Very interesting OS that is FOSS now. By v3 it ran on multiple CPU architectures. With some of the manycore CPUs appearing in recent years, this is crying out for a revival.
The name of the complete system is called Ares, and Helios is a small component of that. Essentially, to most people, it's an implementation detail/internal codename that will not really see much use for marketing efforts.
It does not look like the other Helios project is going anywhere, so I'm not too concerned with the naming conflict right now.
The other "Helios" project was a commercial operating system from Perihelion Software, which was subsequently kinda open sourced after the company went bust (which is the GitHub repo posted).
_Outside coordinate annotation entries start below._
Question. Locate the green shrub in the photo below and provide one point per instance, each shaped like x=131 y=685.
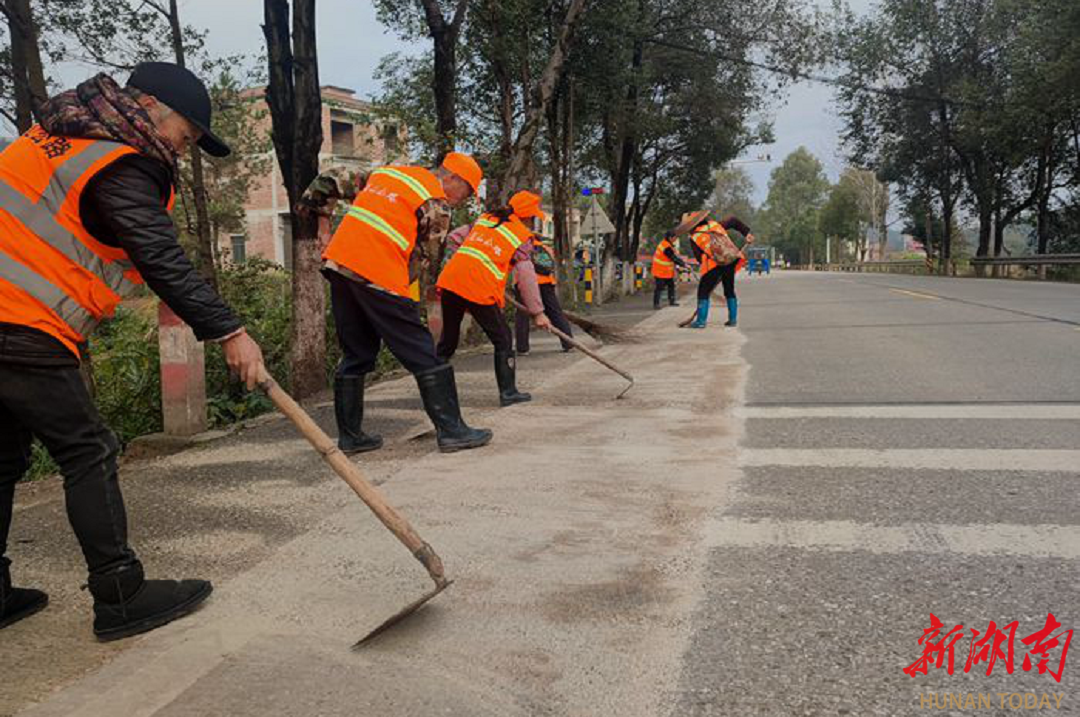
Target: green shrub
x=125 y=364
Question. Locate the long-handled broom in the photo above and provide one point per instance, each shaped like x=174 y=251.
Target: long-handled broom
x=585 y=350
x=351 y=474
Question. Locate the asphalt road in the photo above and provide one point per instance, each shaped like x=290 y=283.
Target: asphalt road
x=763 y=526
x=910 y=446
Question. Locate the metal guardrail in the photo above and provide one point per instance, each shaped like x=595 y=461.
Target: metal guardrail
x=918 y=266
x=1030 y=260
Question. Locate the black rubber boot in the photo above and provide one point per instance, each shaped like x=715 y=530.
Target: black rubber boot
x=17 y=603
x=505 y=375
x=125 y=604
x=440 y=395
x=349 y=411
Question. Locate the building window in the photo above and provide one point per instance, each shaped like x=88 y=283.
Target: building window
x=341 y=138
x=239 y=248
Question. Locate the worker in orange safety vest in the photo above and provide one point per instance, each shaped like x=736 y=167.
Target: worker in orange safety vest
x=474 y=281
x=397 y=219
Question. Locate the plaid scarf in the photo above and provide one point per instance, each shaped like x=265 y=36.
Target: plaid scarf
x=99 y=109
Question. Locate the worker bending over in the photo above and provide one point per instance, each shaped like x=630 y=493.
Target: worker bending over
x=664 y=260
x=84 y=222
x=474 y=281
x=713 y=273
x=397 y=219
x=543 y=261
There are a couple of books about it from Prentice-Hall: ISBN 0-13-381237-5 and ISBN 0-13-386004-3, plus various academic papers, commercial software for the OS (mostly development tools), open source software (X11, gcc, other stuff), etc, etc.
It too was a micro-kernel, with a very Plan9-like global name system implemented by applications plugging into the name server protocol.
If nothing else, it might be of interest to read up on it, but given the similarities between the projects, it seems to be an unfortunate naming collision.
https://www.theregister.com/2021/12/06/heliosng/
Very interesting OS that is FOSS now. By v3 it ran on multiple CPU architectures. With some of the manycore CPUs appearing in recent years, this is crying out for a revival.